Recently I came across this article, explaining how to use clang to dump the memory layout of a C++ object. Running

clang -cc1 -fdump-record-layouts ppfile.cpp

on a preprocessed C++ file, produced using, e.g.,

clang -E -I/probably/lots/of/include/paths  file.cpp

gives output like:

*** Dumping AST Record Layout
   0 | class StarObject
   0 |   class SkyObject (primary base)
   0 |     class SkyPoint (primary base)
   0 |       (SkyPoint vtable pointer)
   0 |       (SkyPoint vftable pointer)
  16 |       long double lastPrecessJD
  32 |       class dms RA0
  32 |         double D
     |       [sizeof=8, dsize=8, align=8
     |        nvsize=8, nvalign=8]
 184 |   float B
 188 |   float V
     | [sizeof=192, dsize=192, align=16
     |  nvsize=192, nvalign=16]

Notice that the lastPrecessJD variable is stored as a long double, with possibly 63 bits of precision instead of the usual 53 bits given by a double. In practice, long double has 16-byte storage and alignment. Since the vtable takes up only 8 bytes (on 64-bit), we waste 8 bytes on padding. Moreover, we then take up 16 bytes to store lastPrecessJD, but using a program like the following:

#include <stdio.h>
#include <math.h>

int main()
    double jd2000 = 2451545.0;
    double delta = nextafter(jd2000,jd2000+1) - jd2000;
    printf("delta: %.30f\n", delta);
    return 0;

we can compute that at the year 2000, the minimum time step at (64-bit) double precision is approximately 40 microseconds, so it’s not clear that we gain anything by using 80-bit long doubles instead of 64-bit doubles. Changing the long double to double (and placing it last, though this isn’t strictly necessary) results in memory layout for the SkyPoint class like so:

*** Dumping AST Record Layout
   0 | class SkyPoint
   0 |   (SkyPoint vtable pointer)
   0 |   (SkyPoint vftable pointer)
   8 |   class dms RA0
   8 |     double D
     |   [sizeof=8, dsize=8, align=8
     |    nvsize=8, nvalign=8]
  48 |   class dms Az
  48 |     double D
     |   [sizeof=8, dsize=8, align=8
     |    nvsize=8, nvalign=8]

  56 |   double lastPrecessJD
     | [sizeof=64, dsize=64, align=8
     |  nvsize=64, nvalign=8]

This saves 16 bytes, cutting the size to 64 bytes from 801. Since KStars suffers from abuse of complex inheritance heirarchies and everything-is-an-object, this is 16 bytes saved for every single object in the sky.

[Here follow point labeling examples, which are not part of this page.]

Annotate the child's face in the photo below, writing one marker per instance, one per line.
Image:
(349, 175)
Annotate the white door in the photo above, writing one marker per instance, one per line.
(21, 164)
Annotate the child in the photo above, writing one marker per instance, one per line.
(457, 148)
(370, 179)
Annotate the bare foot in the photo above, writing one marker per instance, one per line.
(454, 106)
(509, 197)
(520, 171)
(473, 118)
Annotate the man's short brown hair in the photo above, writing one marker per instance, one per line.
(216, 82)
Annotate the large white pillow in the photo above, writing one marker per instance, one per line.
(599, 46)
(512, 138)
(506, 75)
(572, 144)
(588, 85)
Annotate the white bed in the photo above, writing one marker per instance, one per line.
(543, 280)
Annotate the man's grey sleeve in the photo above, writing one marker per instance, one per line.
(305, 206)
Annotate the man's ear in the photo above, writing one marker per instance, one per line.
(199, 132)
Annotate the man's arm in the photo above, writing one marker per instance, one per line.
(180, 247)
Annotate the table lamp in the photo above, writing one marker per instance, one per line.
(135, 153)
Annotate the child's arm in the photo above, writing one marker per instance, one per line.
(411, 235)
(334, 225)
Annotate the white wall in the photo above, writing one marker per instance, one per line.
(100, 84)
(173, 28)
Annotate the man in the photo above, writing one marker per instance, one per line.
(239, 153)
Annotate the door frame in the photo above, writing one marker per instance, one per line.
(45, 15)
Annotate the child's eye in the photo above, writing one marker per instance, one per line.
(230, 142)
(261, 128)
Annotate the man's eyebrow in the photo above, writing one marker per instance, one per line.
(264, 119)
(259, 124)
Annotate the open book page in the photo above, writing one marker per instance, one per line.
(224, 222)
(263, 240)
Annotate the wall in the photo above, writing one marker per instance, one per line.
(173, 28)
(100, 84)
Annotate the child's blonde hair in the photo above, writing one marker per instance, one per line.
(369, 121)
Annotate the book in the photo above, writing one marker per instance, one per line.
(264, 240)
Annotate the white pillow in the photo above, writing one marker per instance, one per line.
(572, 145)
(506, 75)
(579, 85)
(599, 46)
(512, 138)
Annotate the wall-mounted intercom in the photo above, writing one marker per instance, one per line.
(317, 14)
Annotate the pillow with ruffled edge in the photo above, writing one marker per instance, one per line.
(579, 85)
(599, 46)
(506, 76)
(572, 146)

Doing some simple rearrangements of the data in other classes means we can also save 8 bytes per StarObject and DeepSkyObject. Overall, these changes give approximately a 10% reduction in memory usage, just from removing padding.

  1. This also has the benefit that the SkyPoint data fits in a single cache line, though I don’t think this really makes a difference given the inefficiencies in the rest of the code, and the fact that none of our data has any thought put into alignment, but it’s nice to have.

Posted December 22, 2013 under planetkde, code, kstars.